Помимо Ирины мне, честно говоря, было жаль себя. Когда я только-только притерпелась к своему калечеству, закончила институт и получила надомную работу, стала прихварывать моя мама. Сначала мы с ней все списывали на усталость - уставала она каждый вечер смертельно. Потом начались всякие недомогания. Но, как это у нас водится, к врачам мама до самого последнего момента обращаться не желала. А когда наконец обратилась...
В общем, в больницу ее положили просто для соблюдения формальностей: рак крови неизлечим. Да еще потому, что "вошли в положение": сиделка из полупарализованной дочери - из рук вон. Но перед самой смертью все-таки выписали. И две недели мама пролежала дома, угасая у меня на глазах. Беспокоилась она только об одном: что будет со мной после ее смерти. Хотя в общем-то оставляла не маленького ребенка, а женщину "за тридцать". И все же, все же...
И в эти же страшные две недели я совершила смертный грех. Возроптала. Маме только-только исполнилось шестьдесят семь - и она умирала. А Елена Николаевна - безумная, одинокая, никому не нужная в семьдесят с лишним жила. Две другие старухи - "ровесницы века" - на моей памяти ничем серьезным никогда не болели и в свои восемьдесят с бо-о-льшим хвостиком могли дать фору любой пятидесятилетней тетке. Почем мама, а не они, свое уже отжившие? Да, это были жестокие мысли, но и ко мне ведь жизнь была на слишком ласкова.

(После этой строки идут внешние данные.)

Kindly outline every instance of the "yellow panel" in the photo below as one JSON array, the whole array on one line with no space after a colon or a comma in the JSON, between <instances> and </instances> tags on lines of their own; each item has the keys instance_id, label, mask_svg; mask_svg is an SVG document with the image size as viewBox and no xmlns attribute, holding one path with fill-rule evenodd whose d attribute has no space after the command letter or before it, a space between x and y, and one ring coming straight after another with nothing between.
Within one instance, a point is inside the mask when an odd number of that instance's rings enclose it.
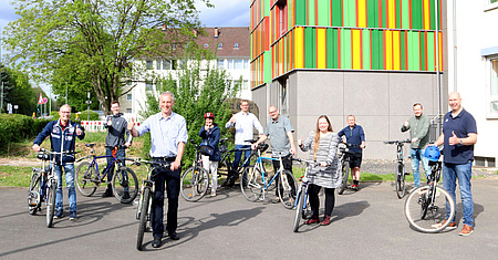
<instances>
[{"instance_id":1,"label":"yellow panel","mask_svg":"<svg viewBox=\"0 0 498 260\"><path fill-rule=\"evenodd\" d=\"M304 67L304 28L295 28L295 69Z\"/></svg>"},{"instance_id":2,"label":"yellow panel","mask_svg":"<svg viewBox=\"0 0 498 260\"><path fill-rule=\"evenodd\" d=\"M385 31L385 69L393 70L393 32Z\"/></svg>"},{"instance_id":3,"label":"yellow panel","mask_svg":"<svg viewBox=\"0 0 498 260\"><path fill-rule=\"evenodd\" d=\"M326 67L326 29L317 29L317 67Z\"/></svg>"},{"instance_id":4,"label":"yellow panel","mask_svg":"<svg viewBox=\"0 0 498 260\"><path fill-rule=\"evenodd\" d=\"M362 69L362 59L361 59L361 30L352 30L353 38L353 50L351 52L353 59L353 70Z\"/></svg>"},{"instance_id":5,"label":"yellow panel","mask_svg":"<svg viewBox=\"0 0 498 260\"><path fill-rule=\"evenodd\" d=\"M357 27L366 27L366 0L357 0Z\"/></svg>"},{"instance_id":6,"label":"yellow panel","mask_svg":"<svg viewBox=\"0 0 498 260\"><path fill-rule=\"evenodd\" d=\"M401 67L401 39L400 31L393 31L393 70L398 71Z\"/></svg>"}]
</instances>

В один из вечеров мы курили с Ирой на кухне и я призналась ей в своих мысленных жалобах. Та фыркнула:
- Велик грех, подумаешь! Но я тебе скажу: это поколение особой закалки. Тройной. Они столько вынесли, что у них, наверное, особый иммунитет выработался. Мы с тобой из другого теста. Пожиже.
- Можно подумать, ты живешь в Калифорнии и получаешь от жизни только наслаждение! О себе вообще молчу.
- Мы с тобой войну не переживали и того, что до нее - тоже. А наше личное... Это для нас трагедия, а с точки зрения истории - так, плевок из космоса.
На скромных поминках Лидия Эдуардовна неожиданно произнесла вслух то, о чем я думала и за что себя упрекала:
- Несправедливо. Обо мне смерть забыла, молодых подбирает. Ну, да с Господом судиться не будешь, он знает, что делает.
- Да, зажились мы с тобой. - поддержала ее Мария Степановна. Хотя у нас теперь Регина - как оставишь? Придется, видно, тянуть...
- Я могу переселиться в интернат, - неизвестно на что обиделась я.
- Туда, как и на кладбище, всегда успеешь, отмахнулась Лидия Эдуардовна. Жизнь, Региночка, штука сложная, никогда не знаешь, что завтрашний день принесет.
Вот это было правильно, хотя завтрашний день ничего не принес. Но через неделю после этого семья Френкелей получила разрешение на эмиграцию, которого они дожидались всего-навсего десять лет.
Возможно, их выпустили давно, если бы не Семка. Мало того, что он успел срок в лагере, так не было ни одной диссидентской акции, в которой бы он не принимал самого деятельного участия. За что его регулярно задерживала милиция и, похоже, избивала. Почему не посадили снова - загадка. Или просто недосмотр.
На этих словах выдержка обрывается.